End-to-end pipeline scripts assemble the three stages above plus baselines.
| Script | What it runs |
|---|---|
scripts/run_full_grid_pipeline.sh |
350-config pre-distill PPL sweep (7 scoring × 5 grouping × 2 DP scaling × 5 K) → distill the 35 best scoring×grouping pairs (0.3B tokens) |
scripts/run_scaleup_pipeline.sh |
Extended ~4B-token distillation of the four headline configs (DO-ACP, SF, D2D, Random FFN) |
scripts/run_deepseek_pipeline.sh |
DeepSeek-V2-Lite cross-model validation |
scripts/run_gptoss_pipeline.sh |
GPT-OSS-20B cross-model validation |
scripts/run_emo_pipeline.sh · scripts/run_stdmoe_pipeline.sh |
DO-ACP pure-pruning distillation on the matched modularity-aware / standard-MoE pair (Table 11); eval with run_emo_eval.sh + run_emo_wt2_ppl.sh |
scripts/run_base_ppl_sweep.py + run_base_distill_pipeline.sh + run_base_k8_pipeline.sh |
Base-teacher A/B (pre-distill PPL sweep → distill top configs) |
scripts/run_all_evals.sh |
Parallel benchmark evals across checkpoints |
Pipeline scripts honor the DEEPSPEED env var (default deepspeed) and read the HuggingFace cache from $HF_HOME. Checkpoints land under ./checkpoints/ (gitignored); expect tens to hundreds of GB depending on which pipeline you run.

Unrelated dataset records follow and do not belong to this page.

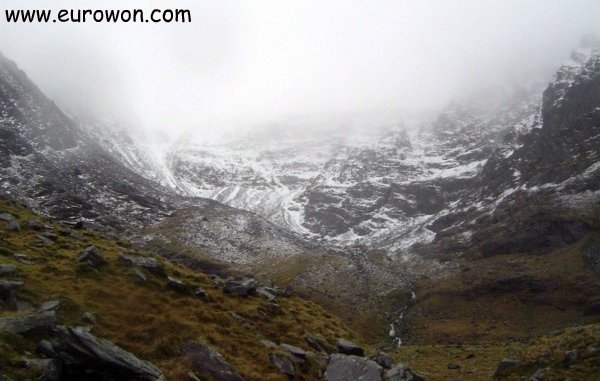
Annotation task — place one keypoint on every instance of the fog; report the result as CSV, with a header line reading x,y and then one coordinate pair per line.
x,y
241,64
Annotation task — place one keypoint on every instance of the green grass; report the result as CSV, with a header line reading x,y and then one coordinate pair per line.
x,y
147,319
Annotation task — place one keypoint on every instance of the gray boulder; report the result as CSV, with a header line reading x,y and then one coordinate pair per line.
x,y
318,344
50,305
89,318
65,231
246,287
505,366
177,286
268,344
261,291
138,275
23,324
200,292
283,364
91,255
8,289
209,363
51,236
7,217
151,265
571,357
13,226
297,352
401,372
352,368
7,270
35,225
383,359
349,348
84,356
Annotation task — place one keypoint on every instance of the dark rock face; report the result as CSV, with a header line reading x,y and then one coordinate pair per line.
x,y
344,368
151,265
283,364
541,195
209,363
8,288
383,359
299,353
91,255
246,287
7,270
348,348
402,372
506,366
22,324
35,225
177,286
82,355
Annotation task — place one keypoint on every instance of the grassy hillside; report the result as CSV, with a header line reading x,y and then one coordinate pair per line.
x,y
146,318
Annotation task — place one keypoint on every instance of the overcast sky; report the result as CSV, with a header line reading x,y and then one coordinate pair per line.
x,y
247,62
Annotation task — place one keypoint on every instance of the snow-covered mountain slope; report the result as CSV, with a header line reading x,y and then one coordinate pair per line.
x,y
387,186
57,167
344,187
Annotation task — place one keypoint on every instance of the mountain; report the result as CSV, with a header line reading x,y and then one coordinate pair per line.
x,y
59,167
479,227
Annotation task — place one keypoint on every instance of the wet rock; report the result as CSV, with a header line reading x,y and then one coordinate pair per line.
x,y
283,364
200,292
84,356
22,324
177,285
8,288
318,345
7,270
91,255
246,287
89,317
51,236
269,344
593,308
347,367
44,240
261,291
208,362
238,319
40,364
7,217
571,357
22,305
22,258
349,348
506,366
539,375
45,348
65,231
73,224
35,225
297,352
138,275
151,265
402,372
13,226
383,359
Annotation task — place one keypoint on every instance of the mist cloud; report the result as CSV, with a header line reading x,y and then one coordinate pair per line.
x,y
243,63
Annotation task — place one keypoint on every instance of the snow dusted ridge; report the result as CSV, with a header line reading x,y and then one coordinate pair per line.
x,y
377,185
343,188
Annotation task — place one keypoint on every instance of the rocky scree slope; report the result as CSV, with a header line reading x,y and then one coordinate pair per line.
x,y
75,304
59,168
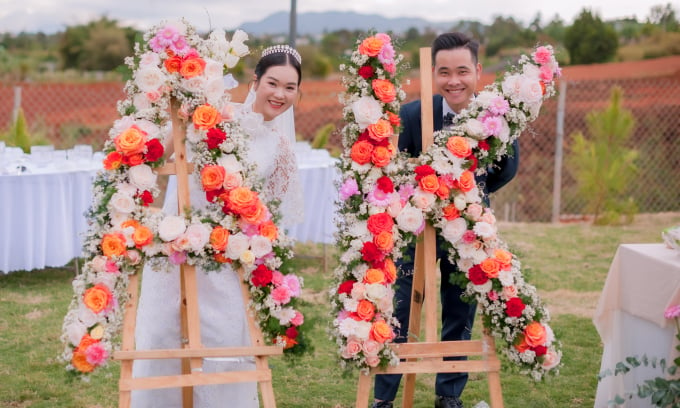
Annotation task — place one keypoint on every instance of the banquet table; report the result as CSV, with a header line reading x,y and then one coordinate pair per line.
x,y
643,280
42,214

Two baselines provide context for the MoE-to-dense results:
- D2D pruning (
modules/dense_pruner.py): dense-to-dense structured pruning of a matched-parameter dense teacher (Qwen3-32B → ~3.4B), distilled with its dense teacher under the same token budget. - Random FFN + teacher attention: copies the teacher's attention layers and randomly initializes the dense FFN — a lower bound on what distillation alone recovers.
@article{kim2026pruning,
title={Pruning and Distilling Mixture-of-Experts into Dense Language Models},
author={Kim, Junhyuck and Yun, Jihun and Kim, Haechan and Kim, Gyeongman and Bae, Joonghyun and Cho, Jaewoong},
journal={arXiv preprint arXiv:2605.28207},
year={2026}
}Apache License 2.0 — see LICENSE.
This work builds on NVIDIA Model Optimizer, whose modelopt.torch.distill plugins power our knowledge-distillation trainer.